I’ve spent too much time taking technically sound images. By that, I mean images that have all the right elements: exposure, focus, composition, depth of field. When I discovered what bokeh was way back when, I had to get a lens that was an f1.something. The colors would pop, the composition was decent, there was a clear subject. They had all the trappings of aesthetically pleasing photographs, but they were artistically and emotionally bankrupt. I was dead set on making images that ticked off boxes that only the camera could tick off.
Images that don’t make you feel anything aren’t really images worth looking at. I realized that mine were quickly slipping into a void, and that I needed to get rid of them. More over, something had to change. I had to stop prioritizing technical precision. My photographs look alright, but had no heartbeat. I needed to find a way to keep them from flatlining.
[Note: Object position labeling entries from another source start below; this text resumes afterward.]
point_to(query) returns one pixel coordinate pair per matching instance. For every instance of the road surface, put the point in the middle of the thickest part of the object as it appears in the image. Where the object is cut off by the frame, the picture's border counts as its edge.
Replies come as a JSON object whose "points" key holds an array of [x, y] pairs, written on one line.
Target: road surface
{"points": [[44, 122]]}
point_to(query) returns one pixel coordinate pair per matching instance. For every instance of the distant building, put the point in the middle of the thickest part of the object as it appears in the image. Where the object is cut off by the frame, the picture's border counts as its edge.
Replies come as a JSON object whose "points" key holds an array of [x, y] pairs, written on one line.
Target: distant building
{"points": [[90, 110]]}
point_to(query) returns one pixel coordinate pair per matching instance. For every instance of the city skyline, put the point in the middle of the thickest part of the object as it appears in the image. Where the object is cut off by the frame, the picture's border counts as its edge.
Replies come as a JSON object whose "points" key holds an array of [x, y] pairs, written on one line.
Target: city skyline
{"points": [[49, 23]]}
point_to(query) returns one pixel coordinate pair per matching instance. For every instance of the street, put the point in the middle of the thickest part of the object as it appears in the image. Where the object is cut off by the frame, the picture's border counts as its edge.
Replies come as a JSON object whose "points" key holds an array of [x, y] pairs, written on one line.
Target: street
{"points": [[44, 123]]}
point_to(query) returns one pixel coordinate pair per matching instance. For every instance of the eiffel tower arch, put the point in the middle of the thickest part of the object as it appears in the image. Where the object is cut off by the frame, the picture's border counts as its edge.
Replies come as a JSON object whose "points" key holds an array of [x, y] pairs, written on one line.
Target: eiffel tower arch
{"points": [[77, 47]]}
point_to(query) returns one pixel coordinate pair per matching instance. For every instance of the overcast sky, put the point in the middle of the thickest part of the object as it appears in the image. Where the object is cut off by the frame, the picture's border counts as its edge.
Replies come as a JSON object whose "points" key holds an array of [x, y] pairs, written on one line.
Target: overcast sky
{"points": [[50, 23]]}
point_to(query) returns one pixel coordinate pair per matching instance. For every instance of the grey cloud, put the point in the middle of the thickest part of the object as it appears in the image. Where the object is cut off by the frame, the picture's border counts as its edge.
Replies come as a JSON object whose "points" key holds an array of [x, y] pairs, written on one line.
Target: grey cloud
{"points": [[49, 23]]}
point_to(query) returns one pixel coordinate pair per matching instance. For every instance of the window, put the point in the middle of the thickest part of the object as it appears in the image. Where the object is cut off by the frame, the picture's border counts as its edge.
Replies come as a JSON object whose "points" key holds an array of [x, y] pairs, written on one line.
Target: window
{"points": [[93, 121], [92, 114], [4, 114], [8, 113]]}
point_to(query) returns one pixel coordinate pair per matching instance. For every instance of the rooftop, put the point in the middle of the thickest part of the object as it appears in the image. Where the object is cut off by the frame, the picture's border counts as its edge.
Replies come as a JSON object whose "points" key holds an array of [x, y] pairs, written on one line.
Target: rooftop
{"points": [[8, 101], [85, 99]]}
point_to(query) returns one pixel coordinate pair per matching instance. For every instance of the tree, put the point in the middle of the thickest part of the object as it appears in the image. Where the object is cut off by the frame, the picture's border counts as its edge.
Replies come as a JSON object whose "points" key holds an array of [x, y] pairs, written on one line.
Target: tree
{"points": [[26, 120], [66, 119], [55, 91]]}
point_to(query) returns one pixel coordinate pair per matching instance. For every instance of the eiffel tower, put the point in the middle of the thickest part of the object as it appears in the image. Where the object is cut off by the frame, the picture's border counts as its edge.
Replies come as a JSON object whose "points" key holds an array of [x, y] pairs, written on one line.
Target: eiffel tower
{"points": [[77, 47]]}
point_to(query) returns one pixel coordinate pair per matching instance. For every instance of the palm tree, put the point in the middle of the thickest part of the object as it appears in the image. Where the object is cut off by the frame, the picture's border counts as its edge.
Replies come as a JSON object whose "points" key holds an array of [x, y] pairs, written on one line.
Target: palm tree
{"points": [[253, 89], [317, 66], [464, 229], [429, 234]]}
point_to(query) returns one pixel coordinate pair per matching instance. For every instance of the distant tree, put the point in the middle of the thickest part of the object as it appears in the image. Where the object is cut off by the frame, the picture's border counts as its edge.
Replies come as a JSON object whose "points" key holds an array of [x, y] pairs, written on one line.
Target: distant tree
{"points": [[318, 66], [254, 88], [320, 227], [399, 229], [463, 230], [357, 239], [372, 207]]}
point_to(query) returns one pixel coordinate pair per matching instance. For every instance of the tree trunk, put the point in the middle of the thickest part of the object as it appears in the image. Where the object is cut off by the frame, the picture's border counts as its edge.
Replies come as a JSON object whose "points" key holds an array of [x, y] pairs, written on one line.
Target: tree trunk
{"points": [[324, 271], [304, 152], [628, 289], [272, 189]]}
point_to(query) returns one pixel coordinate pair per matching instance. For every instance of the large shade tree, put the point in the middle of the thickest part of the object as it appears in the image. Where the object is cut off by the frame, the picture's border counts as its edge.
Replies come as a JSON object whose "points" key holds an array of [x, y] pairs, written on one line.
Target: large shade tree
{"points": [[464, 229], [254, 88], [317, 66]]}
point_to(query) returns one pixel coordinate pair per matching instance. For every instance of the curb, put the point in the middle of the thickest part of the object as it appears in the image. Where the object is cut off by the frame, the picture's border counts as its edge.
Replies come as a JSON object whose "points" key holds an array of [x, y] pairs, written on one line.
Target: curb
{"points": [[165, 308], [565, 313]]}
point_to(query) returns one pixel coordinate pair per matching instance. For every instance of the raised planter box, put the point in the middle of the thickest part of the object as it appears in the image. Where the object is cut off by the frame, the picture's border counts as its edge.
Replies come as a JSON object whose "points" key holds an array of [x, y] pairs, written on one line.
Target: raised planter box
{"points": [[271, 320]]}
Largely, that meant letting go of all the nifty things my cameras could do. I also made a conscious move towards mobile photography, which, despite its limitations technically, has been a liberating experience artistically and emotionally. Images that I might have deleted from my camera, I kept from my phone. Sharpness has, in some ways, taken a backseat. Bokeh stopped being a thought. I didn’t care about the megapixel count.
I’ve been able to get closer, which has done wonders. My images are slowly starting to develop a heartbeat. This is, of course, personal work, what I shoot on my own time in between assignments. I’m not about to hand in blurred images with off-kilter compositions because that would be unwise. As I experiment more and look at work that moves me, I find that I’m much more willing to be technically forgiving.
The camera can only accomplish so much. Fancy specs won’t do anything for a photograph emotionally, and thankfully, I’ve learned to stop worrying about spec sheets. The camera is a means to an end, not the end in itself. It’s almost never about the camera you’re using. It’s about the person behind the lens and life happening on the other side. For me, getting there means letting go of the spec sheet.